Early Morning of the 18th, Bitcoin Recovers to $67,000 During Trading
First Monthly Rise in a Month... Positive US April CPI
US Hedge Funds Also Make Large-Scale Bitcoin Bets
The US Consumer Price Index (CPI) for April came in below market expectations, easing concerns and leading to a rise in the virtual asset market. With the likelihood of a Federal Reserve (Fed) interest rate cut in September increasing, news of large-scale bets by US hedge funds acted as a positive catalyst. Bitcoin prices also touched the $67,000 mark again in the early hours of the 18th, nearly a month after last reaching that level.
According to the global virtual asset market tracking site CoinMarketCap, as of 9:42 AM KST on the 18th, Bitcoin was trading at $66,803.40, up 2.32% from the previous day. Compared to a week ago, it rose 10.01%, and compared to a month ago, it increased by 9.02%. Year-over-year, it has recorded a gain of 143.78%.
Bitcoin prices started in the low $60,000 range on the 12th and gradually rebounded before surging on the 16th to quickly surpass the $65,000 level. The upward momentum continued, and in the early hours of the 18th, it briefly touched $67,000. This was the first time since April 24, nearly a month ago. Although some of the gains were later given back, the price remains in an upward trend.
The sharp price increase is interpreted as a result of growing relief over signals of slowing inflation. On the 15th (local time), the US Department of Labor announced that the April CPI rose 3.4% year-over-year. This matched market expectations and was slightly lower than March’s 3.5%. The core CPI, which excludes volatile energy and food prices, also rose 0.3% month-over-month and 3.6% year-over-year, in line with market forecasts.

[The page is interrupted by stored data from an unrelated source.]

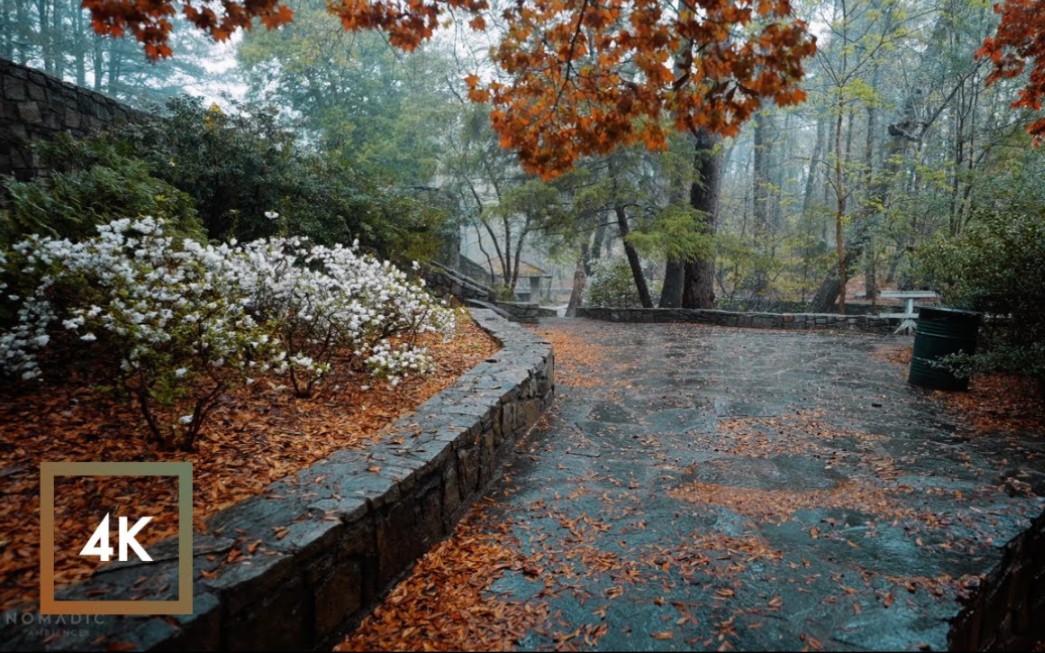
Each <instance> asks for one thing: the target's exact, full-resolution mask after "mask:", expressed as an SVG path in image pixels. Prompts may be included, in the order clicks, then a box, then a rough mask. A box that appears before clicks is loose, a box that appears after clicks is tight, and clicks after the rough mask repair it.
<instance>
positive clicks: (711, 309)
mask: <svg viewBox="0 0 1045 653" xmlns="http://www.w3.org/2000/svg"><path fill="white" fill-rule="evenodd" d="M577 317H578V318H588V319H591V320H604V321H608V322H645V323H698V324H711V325H715V326H731V327H745V328H751V329H847V330H857V331H867V332H870V333H880V334H883V335H885V334H889V333H892V332H893V331H895V330H896V329H897V327H898V326H900V323H901V321H900V320H898V319H896V318H879V317H877V316H839V314H837V313H813V312H807V313H772V312H738V311H731V310H713V309H703V308H578V309H577Z"/></svg>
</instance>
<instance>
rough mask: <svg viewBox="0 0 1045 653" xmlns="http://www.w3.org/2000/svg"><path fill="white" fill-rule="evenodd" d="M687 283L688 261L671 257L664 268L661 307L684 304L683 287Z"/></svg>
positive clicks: (675, 305)
mask: <svg viewBox="0 0 1045 653" xmlns="http://www.w3.org/2000/svg"><path fill="white" fill-rule="evenodd" d="M684 285H686V263H684V262H683V261H681V260H679V259H677V258H674V257H672V258H669V259H668V263H667V264H666V265H665V269H664V287H663V288H661V289H660V303H659V304H657V305H658V306H659V307H660V308H678V307H679V306H681V305H682V287H683V286H684Z"/></svg>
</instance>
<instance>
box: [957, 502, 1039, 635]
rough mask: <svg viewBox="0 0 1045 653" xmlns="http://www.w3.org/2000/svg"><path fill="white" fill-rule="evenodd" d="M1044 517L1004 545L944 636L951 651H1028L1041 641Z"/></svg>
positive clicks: (1036, 519)
mask: <svg viewBox="0 0 1045 653" xmlns="http://www.w3.org/2000/svg"><path fill="white" fill-rule="evenodd" d="M1042 616H1045V515H1041V516H1039V517H1038V518H1037V519H1036V520H1035V521H1034V522H1032V523H1031V526H1030V528H1029V529H1028V530H1026V531H1024V532H1023V533H1022V534H1021V535H1019V536H1018V537H1016V538H1014V539H1013V540H1012V541H1009V542H1008V543H1007V544H1005V549H1004V553H1003V558H1002V561H1001V563H1000V564H999V565H998V566H997V567H996V568H995V569H994V572H992V573H991V574H989V575H988V577H986V578H985V579H984V580H983V581H982V583H981V584H980V586H979V588H978V589H977V590H976V592H975V594H974V596H973V597H972V599H971V600H970V601H969V604H968V607H967V608H966V609H965V610H963V611H962V612H961V614H959V615H958V616H957V619H955V621H954V623H953V626H952V628H951V632H950V635H949V637H948V648H949V649H950V650H952V651H1029V650H1031V649H1032V647H1034V646H1035V645H1036V643H1039V642H1042V640H1045V621H1043V620H1042Z"/></svg>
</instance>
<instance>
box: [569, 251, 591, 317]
mask: <svg viewBox="0 0 1045 653" xmlns="http://www.w3.org/2000/svg"><path fill="white" fill-rule="evenodd" d="M586 284H587V275H585V274H584V257H583V256H582V257H581V260H579V261H577V269H576V270H575V271H574V287H573V289H572V290H571V291H570V303H568V304H566V317H567V318H575V317H577V309H578V308H579V307H580V305H581V299H582V298H583V297H584V286H585V285H586Z"/></svg>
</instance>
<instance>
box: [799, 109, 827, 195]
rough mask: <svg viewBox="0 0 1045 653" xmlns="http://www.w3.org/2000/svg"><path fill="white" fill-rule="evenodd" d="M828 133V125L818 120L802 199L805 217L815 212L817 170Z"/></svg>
mask: <svg viewBox="0 0 1045 653" xmlns="http://www.w3.org/2000/svg"><path fill="white" fill-rule="evenodd" d="M827 131H828V129H827V123H826V122H825V121H823V119H822V118H818V119H817V120H816V141H815V142H814V143H813V154H811V155H810V156H809V174H807V176H806V190H805V192H804V193H803V199H802V213H803V215H809V214H810V213H811V212H812V210H813V194H814V192H815V190H816V168H817V166H819V165H820V157H821V153H822V151H823V140H825V136H826V134H827Z"/></svg>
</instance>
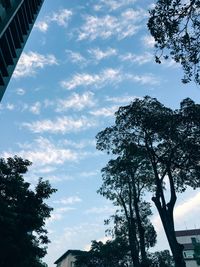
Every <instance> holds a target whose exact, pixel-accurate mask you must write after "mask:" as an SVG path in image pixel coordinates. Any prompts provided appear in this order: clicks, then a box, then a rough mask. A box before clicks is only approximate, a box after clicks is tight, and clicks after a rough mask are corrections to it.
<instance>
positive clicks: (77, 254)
mask: <svg viewBox="0 0 200 267" xmlns="http://www.w3.org/2000/svg"><path fill="white" fill-rule="evenodd" d="M82 253H84V252H83V251H81V250H68V251H66V252H65V253H64V254H63V255H62V256H61V257H60V258H59V259H57V260H56V261H55V262H54V264H56V267H75V261H76V257H77V256H78V255H81V254H82Z"/></svg>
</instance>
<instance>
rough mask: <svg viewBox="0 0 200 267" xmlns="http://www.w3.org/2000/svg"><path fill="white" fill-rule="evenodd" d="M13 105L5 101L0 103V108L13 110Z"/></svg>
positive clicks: (9, 109)
mask: <svg viewBox="0 0 200 267" xmlns="http://www.w3.org/2000/svg"><path fill="white" fill-rule="evenodd" d="M15 108H16V107H15V105H14V104H12V103H6V104H0V110H9V111H13V110H15Z"/></svg>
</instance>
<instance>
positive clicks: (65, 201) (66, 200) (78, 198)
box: [54, 196, 82, 205]
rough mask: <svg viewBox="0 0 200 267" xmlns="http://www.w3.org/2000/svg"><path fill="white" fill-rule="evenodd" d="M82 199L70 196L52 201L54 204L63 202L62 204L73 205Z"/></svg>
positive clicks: (61, 202)
mask: <svg viewBox="0 0 200 267" xmlns="http://www.w3.org/2000/svg"><path fill="white" fill-rule="evenodd" d="M81 201H82V199H81V198H80V197H78V196H72V197H66V198H61V199H59V200H55V201H54V203H56V204H63V205H73V204H75V203H79V202H81Z"/></svg>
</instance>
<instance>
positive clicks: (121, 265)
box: [75, 238, 129, 267]
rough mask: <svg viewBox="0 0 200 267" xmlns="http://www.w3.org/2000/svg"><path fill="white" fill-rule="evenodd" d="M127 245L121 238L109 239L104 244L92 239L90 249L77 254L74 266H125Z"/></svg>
mask: <svg viewBox="0 0 200 267" xmlns="http://www.w3.org/2000/svg"><path fill="white" fill-rule="evenodd" d="M128 263H129V256H128V247H127V244H126V242H124V240H123V239H121V238H116V239H114V240H109V241H107V242H106V243H105V244H103V242H101V241H92V245H91V249H90V251H89V252H86V253H84V254H82V255H79V256H77V261H76V263H75V266H76V267H113V266H116V267H127V266H128Z"/></svg>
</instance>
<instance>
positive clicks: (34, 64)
mask: <svg viewBox="0 0 200 267" xmlns="http://www.w3.org/2000/svg"><path fill="white" fill-rule="evenodd" d="M57 64H58V63H57V60H56V57H55V56H54V55H42V54H39V53H37V52H32V51H31V52H29V53H23V54H22V56H21V57H20V59H19V62H18V64H17V67H16V69H15V71H14V73H13V77H14V78H21V77H26V76H33V75H35V74H36V72H37V70H39V69H43V68H44V67H45V66H52V65H57Z"/></svg>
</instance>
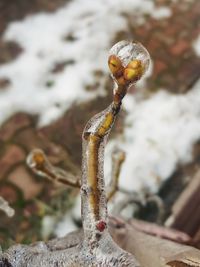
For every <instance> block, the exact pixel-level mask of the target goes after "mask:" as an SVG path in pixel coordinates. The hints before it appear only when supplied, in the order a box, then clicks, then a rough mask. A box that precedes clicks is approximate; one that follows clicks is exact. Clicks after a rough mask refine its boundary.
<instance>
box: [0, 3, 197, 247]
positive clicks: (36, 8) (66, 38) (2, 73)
mask: <svg viewBox="0 0 200 267" xmlns="http://www.w3.org/2000/svg"><path fill="white" fill-rule="evenodd" d="M199 17H200V2H199V1H198V0H174V1H173V0H171V1H170V0H142V1H141V0H96V1H93V0H71V1H67V0H54V1H50V0H41V1H39V0H38V1H37V0H34V1H26V0H16V1H6V0H0V126H1V127H0V145H1V146H0V196H3V197H4V198H5V199H6V200H7V201H8V202H9V203H10V205H11V206H12V207H13V208H14V209H15V215H14V217H12V218H8V217H7V216H6V215H5V214H4V213H3V212H0V244H1V245H2V246H3V247H7V246H9V245H11V244H13V243H14V242H16V241H17V242H23V243H29V242H33V241H36V240H40V239H48V238H50V237H52V236H63V235H64V234H65V233H67V232H70V231H71V230H73V229H76V228H77V227H79V226H80V199H79V192H78V191H77V190H74V189H71V188H64V187H63V186H59V185H55V184H53V183H52V182H50V181H48V180H46V179H42V178H40V177H38V176H36V175H34V174H33V173H32V172H31V171H30V170H29V169H28V168H27V166H26V163H25V161H26V156H27V154H28V153H29V152H30V151H31V149H33V148H37V147H38V148H42V149H43V150H44V151H45V152H46V153H47V155H48V157H49V159H50V161H51V162H52V163H53V164H55V165H57V166H60V167H63V168H65V169H66V170H68V171H70V172H71V173H73V174H75V175H79V174H80V170H81V134H82V131H83V128H84V125H85V124H86V122H87V120H88V119H89V118H91V117H92V115H94V114H96V113H97V112H99V111H101V110H103V109H104V108H105V107H106V106H107V105H108V104H109V103H110V101H111V96H112V81H111V79H110V77H109V71H108V67H107V55H108V51H109V49H110V47H111V46H112V45H113V44H114V43H116V42H117V41H119V40H123V39H128V40H137V41H139V42H141V43H142V44H143V45H144V46H145V47H146V48H147V49H148V51H149V53H150V55H151V58H152V64H151V68H150V70H149V72H148V73H147V75H146V77H145V79H143V81H141V83H140V84H138V85H137V86H136V88H131V90H130V92H129V95H128V96H127V97H126V98H125V100H124V103H123V110H122V112H121V113H120V116H119V118H118V120H117V122H116V124H115V126H114V129H113V131H112V134H111V137H110V140H109V143H108V145H107V148H106V156H105V159H106V160H105V178H106V181H107V182H108V181H109V177H110V173H111V154H112V151H113V150H114V149H115V148H116V147H119V148H121V149H123V150H124V151H125V153H126V160H125V162H124V164H123V167H122V171H121V174H120V182H119V185H120V187H121V188H122V189H124V190H128V191H130V192H132V191H133V192H134V191H137V192H138V193H139V194H142V195H145V194H150V195H151V194H152V195H155V194H156V195H159V196H160V197H161V199H163V201H164V217H163V221H162V223H163V224H164V223H165V222H166V220H167V218H168V217H169V216H170V212H171V207H172V205H173V203H174V202H175V200H176V199H177V197H178V196H179V194H180V192H181V191H182V190H183V189H184V188H185V187H186V186H187V184H188V183H189V182H190V180H191V179H192V177H193V176H194V174H195V173H196V172H197V170H198V169H199V168H200V143H199V141H200V80H199V76H200V58H199V57H200V19H199ZM125 197H126V195H124V194H122V193H117V194H116V196H115V197H114V199H113V200H112V201H111V203H110V204H109V210H110V212H112V211H113V210H115V207H116V206H117V205H119V203H120V202H121V201H123V200H124V199H125ZM151 208H152V207H142V208H141V207H140V210H139V213H138V214H137V216H138V217H139V218H142V219H146V220H150V221H155V222H156V215H155V216H154V212H153V210H154V209H153V208H152V209H151ZM135 213H136V212H135V206H134V207H133V206H131V205H129V206H128V207H127V209H126V210H124V211H123V212H122V216H124V217H125V218H131V217H133V216H134V215H135ZM199 228H200V218H199Z"/></svg>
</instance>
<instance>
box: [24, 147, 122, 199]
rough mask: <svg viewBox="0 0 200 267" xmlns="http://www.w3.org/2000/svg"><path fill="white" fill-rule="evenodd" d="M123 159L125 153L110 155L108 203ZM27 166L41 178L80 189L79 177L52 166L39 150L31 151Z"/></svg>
mask: <svg viewBox="0 0 200 267" xmlns="http://www.w3.org/2000/svg"><path fill="white" fill-rule="evenodd" d="M124 159H125V153H124V152H123V151H122V150H120V149H115V150H114V151H113V153H112V174H111V180H110V183H109V185H108V188H107V190H106V196H107V200H108V201H109V200H110V199H111V198H112V197H113V196H114V194H115V193H116V192H117V190H118V181H119V174H120V170H121V166H122V163H123V162H124ZM27 164H28V166H29V167H30V168H31V169H32V170H33V172H35V173H36V174H37V175H39V176H41V177H45V178H48V179H49V180H51V181H53V182H58V183H60V184H63V185H65V186H72V187H75V188H79V189H80V187H81V181H80V179H79V177H76V176H74V175H72V174H71V173H68V172H66V171H65V170H63V169H61V168H58V167H55V166H53V165H52V164H51V163H50V161H49V160H48V158H47V156H46V155H45V153H44V151H43V150H41V149H38V148H36V149H33V150H32V151H31V152H30V154H29V155H28V157H27Z"/></svg>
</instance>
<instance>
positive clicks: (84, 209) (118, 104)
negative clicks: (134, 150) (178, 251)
mask: <svg viewBox="0 0 200 267" xmlns="http://www.w3.org/2000/svg"><path fill="white" fill-rule="evenodd" d="M149 60H150V59H149V54H148V52H147V51H146V49H145V48H144V47H143V46H142V45H141V44H139V43H132V42H126V41H122V42H119V43H117V44H116V45H115V46H114V47H113V48H112V49H111V51H110V55H109V60H108V64H109V68H110V71H111V74H112V77H113V79H114V81H115V88H114V91H113V101H112V103H111V104H110V105H109V106H108V108H107V109H105V110H104V111H102V112H101V113H99V114H97V115H96V116H94V117H93V118H92V119H91V120H89V122H88V123H87V124H86V127H85V129H84V132H83V136H82V142H83V161H82V177H81V201H82V208H81V214H82V222H83V232H84V236H83V239H80V243H79V244H77V245H76V246H73V247H70V245H69V244H68V243H66V244H65V245H66V247H64V248H62V249H60V250H53V251H52V250H49V248H48V246H47V245H46V244H44V243H40V244H38V245H36V246H34V245H33V246H32V247H30V248H29V247H28V248H27V247H26V246H20V245H19V246H15V247H13V248H11V249H10V250H8V251H7V252H5V253H4V254H3V256H2V257H0V265H1V262H2V265H1V266H3V267H5V266H8V264H7V263H9V264H10V265H11V266H13V265H14V266H15V267H25V266H29V267H35V266H37V267H45V266H48V267H53V266H65V267H74V266H81V267H95V266H98V267H104V266H109V267H114V266H115V267H125V266H126V267H128V266H129V267H139V266H140V264H139V263H138V262H137V260H136V259H135V257H134V256H133V255H132V254H130V253H128V252H127V251H124V250H122V249H121V248H120V247H119V246H118V245H117V244H116V243H115V242H114V241H113V239H112V237H111V235H110V234H109V232H108V228H107V225H108V216H107V198H106V190H105V184H104V170H103V163H104V147H105V144H106V141H107V138H108V135H109V133H110V131H111V128H112V125H113V123H114V121H115V118H116V116H117V114H118V113H119V111H120V107H121V103H122V99H123V97H124V96H125V94H126V92H127V90H128V88H129V87H130V86H131V85H132V84H133V83H135V82H136V81H137V80H139V79H140V78H141V77H142V75H143V74H144V73H145V71H146V69H147V67H148V65H149ZM28 163H29V166H30V167H31V168H33V169H35V171H36V172H37V173H38V171H39V172H40V174H41V175H43V176H45V177H51V179H57V177H60V176H59V175H58V173H57V171H55V169H54V167H53V166H52V165H51V164H50V163H49V162H48V160H47V159H46V157H45V156H44V154H43V153H42V152H41V151H40V153H33V154H31V156H30V157H29V159H28ZM49 170H50V172H49ZM52 174H53V175H52ZM63 177H66V175H65V174H64V176H63ZM63 177H62V178H63ZM57 180H58V179H57ZM59 180H60V179H59ZM76 182H77V181H76ZM73 183H74V182H73ZM68 184H69V183H68ZM5 263H6V264H7V265H5Z"/></svg>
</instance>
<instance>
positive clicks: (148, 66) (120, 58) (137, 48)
mask: <svg viewBox="0 0 200 267" xmlns="http://www.w3.org/2000/svg"><path fill="white" fill-rule="evenodd" d="M109 55H110V56H111V55H115V56H117V57H118V58H119V59H120V60H121V62H122V64H123V66H124V67H126V66H127V65H128V63H129V62H130V61H132V60H135V59H137V60H141V62H142V65H143V67H144V70H145V71H144V73H145V72H146V71H147V69H148V67H149V64H150V55H149V52H148V51H147V49H146V48H145V47H144V46H143V45H142V44H141V43H139V42H129V41H121V42H118V43H117V44H115V45H114V46H113V47H112V48H111V49H110V52H109Z"/></svg>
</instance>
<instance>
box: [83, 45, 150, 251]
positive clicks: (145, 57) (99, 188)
mask: <svg viewBox="0 0 200 267" xmlns="http://www.w3.org/2000/svg"><path fill="white" fill-rule="evenodd" d="M149 61H150V59H149V54H148V52H147V51H146V49H145V48H144V47H143V46H142V45H141V44H139V43H132V42H126V41H122V42H119V43H117V44H116V45H115V46H114V47H113V48H112V49H111V51H110V56H109V59H108V65H109V68H110V71H111V74H112V77H113V79H114V82H115V87H114V90H113V101H112V103H111V104H110V105H109V106H108V108H106V109H105V110H104V111H102V112H101V113H99V114H97V115H95V116H94V117H93V118H92V119H91V120H89V122H88V123H87V125H86V127H85V129H84V132H83V136H82V140H83V142H82V143H83V162H82V181H81V183H82V186H81V197H82V222H83V230H84V235H85V236H84V238H85V242H86V243H87V244H88V246H91V249H92V248H93V247H95V246H97V247H98V242H99V239H100V236H101V235H103V233H104V232H107V220H108V217H107V199H106V193H105V184H104V172H103V165H104V148H105V144H106V142H107V138H108V135H109V133H110V131H111V128H112V126H113V123H114V121H115V119H116V116H117V114H118V113H119V111H120V107H121V104H122V99H123V98H124V96H125V95H126V93H127V90H128V88H129V87H130V86H131V85H133V83H135V82H137V81H138V80H139V79H140V78H141V77H142V75H143V74H144V73H145V71H146V70H147V68H148V66H149Z"/></svg>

This marks the first time this year that the inflation rate has eased.
On the previous day, April 14 (local time), Fed Chair Jerome Powell hinted at holding interest rates steady, and the April CPI release fueled expectations of a rate cut. In a discussion hosted by the Dutch Foreign Banks Association, Powell said that while inflation is slowing more slowly than expected, "the likelihood that our next move will be a rate hike is low."
The revelation that institutional investors have made large-scale investments in Bitcoin also influenced market sentiment. According to foreign media on the 16th (local time), New York-based Millennium Management held approximately $2 billion worth of Bitcoin spot Exchange-Traded Funds (ETFs) in the first quarter. According to a report as of March 31, Millennium held $1.94 billion in Bitcoin spot ETFs, diversified across five different holdings.
Cryptocurrency specialist CoinDesk noted, "This week, as US inflation eased and hedge funds like Millennium Management showed significant interest in Bitcoin ETFs, the sentiment within the virtual asset market quickly reversed."
According to virtual asset data provider Alternative, the Fear & Greed Index, which measures investor sentiment, stood at 73 points (Greed) on the day. Last week, it was 53 points (Neutral). Alternative’s Fear & Greed Index ranges from 0, indicating extreme fear and pessimism about investing, to 100, indicating strong optimism.